Hi,
I'm trying to extract certain things from a web page. The website is TVRage.com, and the example I'm using at the moment is the Warehouse 13 episode list. So far I've managed to get the title of the show using this code:
#!/usr/bin/env python
import urllib
def save_page(site="http://www.tvrage.com/Warehouse_13/episode_list"):
mypath = site
mylines = urllib.urlopen(mypath).readlines()

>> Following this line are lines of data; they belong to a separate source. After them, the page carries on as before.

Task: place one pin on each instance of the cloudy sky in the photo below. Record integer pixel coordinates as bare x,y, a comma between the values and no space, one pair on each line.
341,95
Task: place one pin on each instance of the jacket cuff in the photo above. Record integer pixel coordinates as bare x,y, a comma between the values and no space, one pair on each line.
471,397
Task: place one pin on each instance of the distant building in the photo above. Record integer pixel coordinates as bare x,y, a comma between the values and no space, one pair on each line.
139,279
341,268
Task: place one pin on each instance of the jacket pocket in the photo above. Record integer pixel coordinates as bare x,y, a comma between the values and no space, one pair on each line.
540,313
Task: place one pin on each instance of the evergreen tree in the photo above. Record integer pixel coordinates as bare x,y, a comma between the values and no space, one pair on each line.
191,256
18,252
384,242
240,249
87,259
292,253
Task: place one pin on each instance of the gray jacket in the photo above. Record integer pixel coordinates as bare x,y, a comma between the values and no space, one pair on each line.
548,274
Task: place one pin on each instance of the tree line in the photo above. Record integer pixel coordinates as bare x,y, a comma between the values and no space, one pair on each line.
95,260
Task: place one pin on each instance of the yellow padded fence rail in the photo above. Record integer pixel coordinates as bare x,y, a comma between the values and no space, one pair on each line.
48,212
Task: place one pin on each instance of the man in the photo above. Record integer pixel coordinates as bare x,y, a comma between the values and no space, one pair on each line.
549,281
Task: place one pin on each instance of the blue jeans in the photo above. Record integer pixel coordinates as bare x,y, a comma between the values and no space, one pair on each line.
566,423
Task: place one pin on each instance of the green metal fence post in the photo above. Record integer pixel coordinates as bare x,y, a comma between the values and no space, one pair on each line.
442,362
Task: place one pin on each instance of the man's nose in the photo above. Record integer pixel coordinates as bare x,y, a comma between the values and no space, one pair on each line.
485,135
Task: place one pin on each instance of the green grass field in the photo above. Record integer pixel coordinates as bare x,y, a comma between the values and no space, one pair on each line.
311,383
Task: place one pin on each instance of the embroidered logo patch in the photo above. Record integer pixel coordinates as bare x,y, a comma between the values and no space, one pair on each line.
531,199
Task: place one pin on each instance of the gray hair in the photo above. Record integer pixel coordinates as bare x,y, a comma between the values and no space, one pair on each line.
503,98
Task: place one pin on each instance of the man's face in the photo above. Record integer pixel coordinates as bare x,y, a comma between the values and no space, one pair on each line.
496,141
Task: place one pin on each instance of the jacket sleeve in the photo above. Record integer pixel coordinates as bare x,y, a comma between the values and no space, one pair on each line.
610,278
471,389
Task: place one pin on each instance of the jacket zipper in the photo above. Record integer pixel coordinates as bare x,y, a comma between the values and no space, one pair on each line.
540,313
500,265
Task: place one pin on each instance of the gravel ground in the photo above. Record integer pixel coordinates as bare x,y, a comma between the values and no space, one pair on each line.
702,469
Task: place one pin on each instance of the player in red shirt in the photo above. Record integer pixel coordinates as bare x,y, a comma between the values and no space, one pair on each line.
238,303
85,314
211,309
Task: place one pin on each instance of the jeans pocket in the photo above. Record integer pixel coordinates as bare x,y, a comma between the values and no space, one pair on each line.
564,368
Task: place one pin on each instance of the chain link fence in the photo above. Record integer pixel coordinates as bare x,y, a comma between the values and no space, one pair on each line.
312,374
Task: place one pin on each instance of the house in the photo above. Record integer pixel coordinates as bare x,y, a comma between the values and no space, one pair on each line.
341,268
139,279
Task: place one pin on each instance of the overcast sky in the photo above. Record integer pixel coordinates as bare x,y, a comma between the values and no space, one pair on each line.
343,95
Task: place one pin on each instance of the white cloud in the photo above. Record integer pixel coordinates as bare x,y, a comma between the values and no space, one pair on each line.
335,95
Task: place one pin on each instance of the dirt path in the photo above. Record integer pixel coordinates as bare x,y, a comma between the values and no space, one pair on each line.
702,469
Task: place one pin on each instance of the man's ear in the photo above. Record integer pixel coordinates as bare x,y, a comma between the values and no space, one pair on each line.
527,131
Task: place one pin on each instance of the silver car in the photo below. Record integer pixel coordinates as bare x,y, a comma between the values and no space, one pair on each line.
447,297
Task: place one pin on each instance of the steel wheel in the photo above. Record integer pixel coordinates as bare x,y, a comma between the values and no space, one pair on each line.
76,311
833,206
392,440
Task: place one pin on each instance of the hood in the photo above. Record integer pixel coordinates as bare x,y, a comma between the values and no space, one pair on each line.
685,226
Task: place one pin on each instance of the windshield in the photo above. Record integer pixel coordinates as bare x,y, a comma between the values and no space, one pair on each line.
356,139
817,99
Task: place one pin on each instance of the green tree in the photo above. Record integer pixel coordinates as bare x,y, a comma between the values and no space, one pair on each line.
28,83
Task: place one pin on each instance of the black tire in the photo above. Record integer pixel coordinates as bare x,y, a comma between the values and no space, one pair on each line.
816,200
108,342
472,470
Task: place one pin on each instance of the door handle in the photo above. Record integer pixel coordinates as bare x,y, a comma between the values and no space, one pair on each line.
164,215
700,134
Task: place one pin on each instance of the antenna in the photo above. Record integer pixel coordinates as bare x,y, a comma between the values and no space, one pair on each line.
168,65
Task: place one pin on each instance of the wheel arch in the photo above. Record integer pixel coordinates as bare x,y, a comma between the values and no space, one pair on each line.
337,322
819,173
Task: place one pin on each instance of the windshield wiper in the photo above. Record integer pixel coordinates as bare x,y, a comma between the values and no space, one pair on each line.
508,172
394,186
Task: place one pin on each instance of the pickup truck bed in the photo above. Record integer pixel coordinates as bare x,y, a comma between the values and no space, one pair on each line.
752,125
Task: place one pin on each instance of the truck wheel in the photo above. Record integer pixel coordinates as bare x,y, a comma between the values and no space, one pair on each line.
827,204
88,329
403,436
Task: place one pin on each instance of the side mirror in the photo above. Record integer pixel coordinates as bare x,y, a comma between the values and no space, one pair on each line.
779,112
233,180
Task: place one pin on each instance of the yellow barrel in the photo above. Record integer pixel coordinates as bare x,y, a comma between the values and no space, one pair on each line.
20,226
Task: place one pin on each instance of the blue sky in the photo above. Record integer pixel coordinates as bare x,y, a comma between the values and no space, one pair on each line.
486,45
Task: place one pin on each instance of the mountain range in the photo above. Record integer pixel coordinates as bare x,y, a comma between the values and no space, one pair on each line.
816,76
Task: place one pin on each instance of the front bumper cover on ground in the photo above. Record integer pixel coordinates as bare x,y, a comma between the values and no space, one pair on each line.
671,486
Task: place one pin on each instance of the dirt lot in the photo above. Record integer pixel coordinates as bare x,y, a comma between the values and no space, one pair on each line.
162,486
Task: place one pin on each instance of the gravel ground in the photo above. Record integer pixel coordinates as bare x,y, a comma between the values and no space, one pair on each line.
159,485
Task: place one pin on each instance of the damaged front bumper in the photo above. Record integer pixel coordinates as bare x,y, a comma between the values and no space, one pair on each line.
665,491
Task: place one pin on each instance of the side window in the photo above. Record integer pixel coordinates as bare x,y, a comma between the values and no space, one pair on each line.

f = open('temp2.txt', 'w')
for item in mylines:
f.write(item)
f.close()
def find_title(temp="temp2.txt"):
f = open(temp, "r")
site = f.read()
f.close()
search1 = "<title>"
search2 = " (Episode"
starter = site.find(search1)
ender = site.find(search2)
#print "Starts at %s and ends at %s" % (starter, ender) Just gives the indexes
print site[(starter+19):ender]
Now I'm trying to get episode numbers, dates, and titles, the only problem is I can't figure out how to extract them from the html. So far I've tried this code to no effect:
def find_episodes(temp="temp2.txt"):
f = open(temp, "r")
site = f.read()
f.close()
for line in site:
if '/Warehouse_13/episodes/1064905360' in line:
print line
else:
print "We got nothing."
Any suggestions would help tremendously.